Protecting the source of all life on earth


The ocean is home to up to 80% of all life on earth, produces 50-80% of the oxygen on earth, and absorbs 4 times the amount of CO2 as the Amazon Rainforest. Protecting our oceans should be our main concern. But we treat it as a piddling dump. It’s a place where we seemingly can do whatever we want, as there is no one around to enforce rules and laws.

Commercial fishing is a greater threat to marine life than we realize. We’ve made some species endangered and completely wiped out others from existence. Taking 2.7 trillion fish from oceans globally each year, the oceans will be virtually empty by 2048. To solve this, we should protect 30% of our oceans. But in reality, we’re at 5% of marine protected areas, which is still misleading as in most of those areas fishing is still allowed.

So how can we protect our oceans? Reducing our intake of fish might help. But cutting down on fish consumption may not be enough. As it won’t change the conditions of the fishery. A lot of the seafood we’re consuming today is from slavery and forced labor, a massive problem that remains. Besides, our health is still in danger with the consumption of fish. A common belief is that fish is the best source of essential omega-3 fatty acids, but it’s algae cells swallowed by fish that are making the omega-3 fats. And on top of that, most fish contain heavy metals, dioxins, plastic compounds, and other dangerous substances.

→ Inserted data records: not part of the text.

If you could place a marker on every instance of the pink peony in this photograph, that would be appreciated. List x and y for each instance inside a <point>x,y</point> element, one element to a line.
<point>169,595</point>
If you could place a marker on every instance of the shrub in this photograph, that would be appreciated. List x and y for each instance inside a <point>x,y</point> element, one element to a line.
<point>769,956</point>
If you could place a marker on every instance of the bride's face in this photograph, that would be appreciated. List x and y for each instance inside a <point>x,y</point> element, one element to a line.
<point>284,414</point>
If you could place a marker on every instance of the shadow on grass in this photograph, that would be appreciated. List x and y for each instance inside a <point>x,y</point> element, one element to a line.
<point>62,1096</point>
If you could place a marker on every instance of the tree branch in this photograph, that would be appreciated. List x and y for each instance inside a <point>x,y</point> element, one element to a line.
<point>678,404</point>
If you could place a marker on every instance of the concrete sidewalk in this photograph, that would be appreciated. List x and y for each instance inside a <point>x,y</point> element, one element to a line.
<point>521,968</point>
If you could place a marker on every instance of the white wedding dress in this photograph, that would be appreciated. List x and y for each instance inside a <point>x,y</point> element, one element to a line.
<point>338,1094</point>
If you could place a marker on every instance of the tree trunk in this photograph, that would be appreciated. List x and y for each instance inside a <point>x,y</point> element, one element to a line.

And while we are on that topic. Our oceans are still filling up with plastic waste. The greatest threat to our oceans is not from plastic straws (which make up about 0.03% of plastic entering our oceans) but fishing nets. And still, we continue to set out fishing lines, enough to wrap around our earth 500 times. And trawling the ocean floor, deforesting it with billions of acres every year.

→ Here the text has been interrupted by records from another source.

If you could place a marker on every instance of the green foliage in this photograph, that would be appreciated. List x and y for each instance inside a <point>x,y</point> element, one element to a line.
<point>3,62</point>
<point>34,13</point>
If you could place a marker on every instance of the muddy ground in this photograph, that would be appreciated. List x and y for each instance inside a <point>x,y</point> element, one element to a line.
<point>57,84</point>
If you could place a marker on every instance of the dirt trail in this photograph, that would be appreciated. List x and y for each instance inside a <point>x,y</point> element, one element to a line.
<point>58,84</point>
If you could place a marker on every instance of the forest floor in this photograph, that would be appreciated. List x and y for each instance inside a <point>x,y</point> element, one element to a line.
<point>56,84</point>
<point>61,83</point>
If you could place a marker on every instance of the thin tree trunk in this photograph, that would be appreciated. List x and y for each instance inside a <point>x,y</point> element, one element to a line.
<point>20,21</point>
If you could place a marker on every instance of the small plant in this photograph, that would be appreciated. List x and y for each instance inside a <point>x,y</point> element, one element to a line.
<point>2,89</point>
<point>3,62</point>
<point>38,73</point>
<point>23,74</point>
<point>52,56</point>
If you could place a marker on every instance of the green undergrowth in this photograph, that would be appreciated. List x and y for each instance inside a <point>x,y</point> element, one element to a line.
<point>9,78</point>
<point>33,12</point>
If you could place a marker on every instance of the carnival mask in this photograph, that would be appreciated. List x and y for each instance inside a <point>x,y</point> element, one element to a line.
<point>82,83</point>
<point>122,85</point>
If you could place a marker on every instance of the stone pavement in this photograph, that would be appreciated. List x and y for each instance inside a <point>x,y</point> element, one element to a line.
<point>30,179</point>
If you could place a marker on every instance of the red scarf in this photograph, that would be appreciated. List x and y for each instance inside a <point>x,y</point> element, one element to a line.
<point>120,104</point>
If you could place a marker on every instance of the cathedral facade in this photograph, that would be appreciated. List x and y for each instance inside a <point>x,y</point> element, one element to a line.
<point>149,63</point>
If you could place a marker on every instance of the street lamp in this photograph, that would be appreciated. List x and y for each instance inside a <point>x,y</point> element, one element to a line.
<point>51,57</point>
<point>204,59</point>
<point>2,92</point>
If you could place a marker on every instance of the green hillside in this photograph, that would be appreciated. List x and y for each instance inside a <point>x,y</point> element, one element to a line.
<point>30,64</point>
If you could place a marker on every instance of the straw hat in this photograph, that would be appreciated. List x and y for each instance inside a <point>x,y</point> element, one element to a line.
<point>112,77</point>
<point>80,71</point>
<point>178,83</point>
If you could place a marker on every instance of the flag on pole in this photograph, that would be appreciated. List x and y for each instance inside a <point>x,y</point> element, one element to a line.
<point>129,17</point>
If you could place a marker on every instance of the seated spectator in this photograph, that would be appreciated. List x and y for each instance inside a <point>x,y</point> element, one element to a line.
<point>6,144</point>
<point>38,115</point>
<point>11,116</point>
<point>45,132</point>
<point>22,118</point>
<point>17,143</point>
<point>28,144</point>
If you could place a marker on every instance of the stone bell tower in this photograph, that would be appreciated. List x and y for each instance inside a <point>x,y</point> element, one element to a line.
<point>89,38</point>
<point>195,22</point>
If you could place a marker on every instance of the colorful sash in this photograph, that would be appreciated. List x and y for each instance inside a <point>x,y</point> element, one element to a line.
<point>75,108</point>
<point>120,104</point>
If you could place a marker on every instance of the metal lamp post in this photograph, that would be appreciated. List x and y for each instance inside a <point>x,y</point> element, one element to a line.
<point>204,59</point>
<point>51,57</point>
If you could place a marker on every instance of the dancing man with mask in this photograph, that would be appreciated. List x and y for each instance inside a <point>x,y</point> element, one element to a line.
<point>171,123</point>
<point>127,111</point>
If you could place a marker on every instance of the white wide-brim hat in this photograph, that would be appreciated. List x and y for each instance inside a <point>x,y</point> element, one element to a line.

It isn’t too late to take the best hope we will ever have of having a home in this universe. To respect what we’ve got, to protect what remains, don’t let any of the pieces escape. Most of the positive and negative things that bring about change in human civilization start with someone. Some “one.” And no “one” can do everything, but every “one” can do something. And sometimes, big ideas make a big difference.